The suspensions of the transit without visa program and the international-to-international transit program were made on Saturday and are immediate, but will not affect U.S. citizens or nationals of 27 other countries from which visas to travel to the United States are not required.

Exceptions are also being made for people who are now traveling or who have tickets to travel soon.

A Homeland Security Department official says additional Customs and Border Protection inspectors are being deployed to the nation's airports to ease any problems, and the State Department will be working to process the visas quickly.

The change was made in response to recent intelligence indicating that potential hijackers might be looking to exploit the programs, which allow transit passengers to stay on the ground in the United States without a visa for as long as 24 hours.
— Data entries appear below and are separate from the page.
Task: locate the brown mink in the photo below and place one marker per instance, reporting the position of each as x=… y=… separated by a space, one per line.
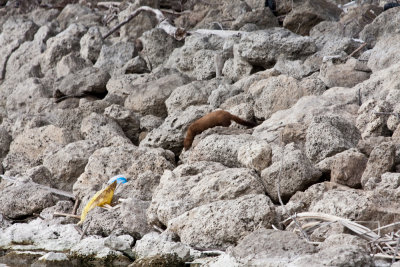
x=216 y=118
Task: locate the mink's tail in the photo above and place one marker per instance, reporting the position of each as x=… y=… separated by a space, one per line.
x=243 y=122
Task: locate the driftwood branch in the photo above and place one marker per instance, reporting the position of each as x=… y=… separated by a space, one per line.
x=52 y=190
x=293 y=217
x=177 y=33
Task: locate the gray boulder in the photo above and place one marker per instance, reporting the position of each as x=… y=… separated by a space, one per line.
x=73 y=13
x=194 y=93
x=196 y=57
x=91 y=44
x=223 y=223
x=29 y=97
x=153 y=244
x=222 y=147
x=128 y=160
x=157 y=46
x=385 y=23
x=383 y=55
x=103 y=130
x=114 y=57
x=127 y=119
x=88 y=81
x=71 y=63
x=149 y=98
x=381 y=160
x=14 y=32
x=342 y=74
x=262 y=17
x=67 y=163
x=171 y=133
x=25 y=199
x=295 y=173
x=262 y=48
x=266 y=247
x=307 y=14
x=61 y=45
x=29 y=148
x=329 y=135
x=192 y=185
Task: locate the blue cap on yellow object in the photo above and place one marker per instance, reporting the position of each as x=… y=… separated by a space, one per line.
x=119 y=178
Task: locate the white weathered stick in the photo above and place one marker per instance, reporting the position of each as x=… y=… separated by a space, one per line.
x=52 y=190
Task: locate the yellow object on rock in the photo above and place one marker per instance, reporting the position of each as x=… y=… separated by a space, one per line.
x=100 y=199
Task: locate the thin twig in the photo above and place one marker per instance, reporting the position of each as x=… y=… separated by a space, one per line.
x=76 y=205
x=396 y=252
x=281 y=202
x=66 y=215
x=358 y=49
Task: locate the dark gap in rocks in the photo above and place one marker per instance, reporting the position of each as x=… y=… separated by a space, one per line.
x=325 y=177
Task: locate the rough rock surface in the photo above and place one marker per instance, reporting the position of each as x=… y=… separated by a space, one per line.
x=319 y=79
x=223 y=222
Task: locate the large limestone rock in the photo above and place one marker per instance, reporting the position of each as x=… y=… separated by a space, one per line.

In the past, immigrant smugglers have exploited security weaknesses around such passengers.

These provisions govern those now traveling or with tickets to travel soon:

• Passengers in the air or in the process of traveling on an outbound leg at the time the new requirement went into effect will be able to transit and depart the United States, subject to inspection and evaluation of risk.

• Travelers who bought their tickets on or before July 24 and who are scheduled to depart for transit through the United States before 12:01 a.m. Tuesday need not obtain a visa.
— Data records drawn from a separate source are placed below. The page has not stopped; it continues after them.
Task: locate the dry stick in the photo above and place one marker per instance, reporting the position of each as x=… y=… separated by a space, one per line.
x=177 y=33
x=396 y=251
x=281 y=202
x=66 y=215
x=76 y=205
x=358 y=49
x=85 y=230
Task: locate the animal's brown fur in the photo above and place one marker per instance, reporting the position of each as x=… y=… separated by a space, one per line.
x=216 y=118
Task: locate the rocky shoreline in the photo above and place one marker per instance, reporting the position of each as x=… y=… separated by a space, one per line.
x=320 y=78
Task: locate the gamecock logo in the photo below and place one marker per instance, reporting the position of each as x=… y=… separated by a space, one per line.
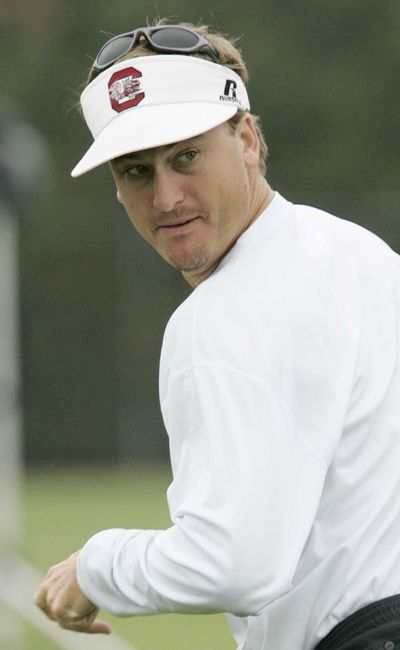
x=124 y=89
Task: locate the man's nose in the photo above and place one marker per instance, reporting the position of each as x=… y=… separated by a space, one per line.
x=167 y=190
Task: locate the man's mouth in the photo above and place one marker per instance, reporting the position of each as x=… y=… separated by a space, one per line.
x=177 y=225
• Travelers who have transited through the United States on the first leg of a trip and who will use the return portion before 11 a.m. August 9 may make a stop in the United States without a visa, but will be processed by Customs and Border Patrol personnel on arrival.

Anyone not qualifying for one of those three exceptions must obtain a visa or change his or her itinerary.

A State Department spokeswoman said 6,000 travelers will be affected during the next 60 days.

The State and Homeland Security departments said they will reinstate the visa programs as soon as additional security measures can be put in place. The government plans to seek input from the airlines as it reviews the process.